From Big Data to Real-time Data Activation: The Convergence of Speed, Scale, and Accuracy of Data

Real-time data activation powered by the data warehouse. A guest post by Boris Jabes.

Boris Jabes

Created :

March 15, 2024

Created :

March 15, 2024

Updated :

April 30, 2024

(#)

Minutes

This post is brought to you by Census.

Introduction

The quest for a single source of truth has always been the holy grail of marketing.

But what's the point of having data if it’s not useful and usable? The goal of collecting data is to drive business growth. And no matter how sophisticated the infrastructure, a Customer 360 built on top of a cloud data platform doesn’t generate revenue by itself – it has to be used to run better campaigns and experiments.

At Census, every company and brand we talk to is trying to reach a “nirvana” of real-time personalization. Similarly, every marketer has a “dream” campaign they want to run, but they’re blocked by a lack of data access or siloed martech systems that prevent them from getting the information they need. Unlocking these use cases is the true value of a Customer 360.

At the heart of the challenge is efficient customer data collection and management.

The good news is: this is a challenge that’s shrinking by the day. The speed, scale, and accuracy of data have begun to converge in a way that will genuinely enable marketers to achieve their dreams of real-time personalization.

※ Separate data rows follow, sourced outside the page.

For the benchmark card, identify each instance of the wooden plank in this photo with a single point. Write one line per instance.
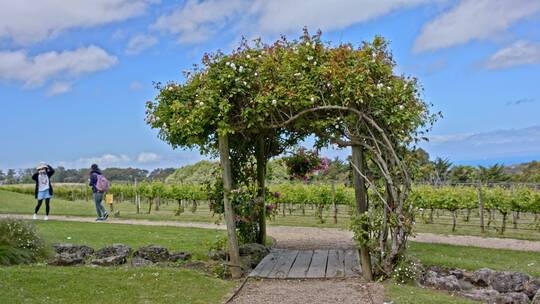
(267, 264)
(301, 265)
(317, 268)
(283, 265)
(352, 263)
(334, 268)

Three properties of data — *Until 2023, you could only pick two but now, you can have all three – that’s how fast technology has evolved*

In this article, I’ll discuss how two decades of advancements in data warehousing and SaaS technology have led us to today, where data can power better customer experiences more quickly and precisely than ever before.

If you enjoy hearing about cutting-edge data tools, you’ll be excited to learn about new real-time capabilities for data warehouses that have emerged within the past 6 months.

Practitioners who prefer seeing action over theory might appreciate real-world, real-time use cases, which I’ll discuss in the second half of the article.

Let’s dive in!

The evolution of customer data technology from 1999-2024

As I mentioned above, the convergence of data speed, scale, and accuracy only became possible within the past 6 months. Data technology has matured just in time for the proliferation of AI, which requires large volumes of fresh, high-quality data.

Another theme that’s driven innovation over the past two decades is the usability of data. To generalize, data people curate good data for the sake of having it and business people use data without worrying about where it comes from. Both types of people are essential for continuous improvement. Today’s generation of customer data technology enables more collaboration between data and business people than I’ve ever seen before.

1999-2012: Building an accurate source of truth

Since the dawn of time, whether customer transactions were etched in stone or tracked on papyrus scrolls, businesses have struggled with the complexities of collecting, storing, and accessing a golden record of their customers.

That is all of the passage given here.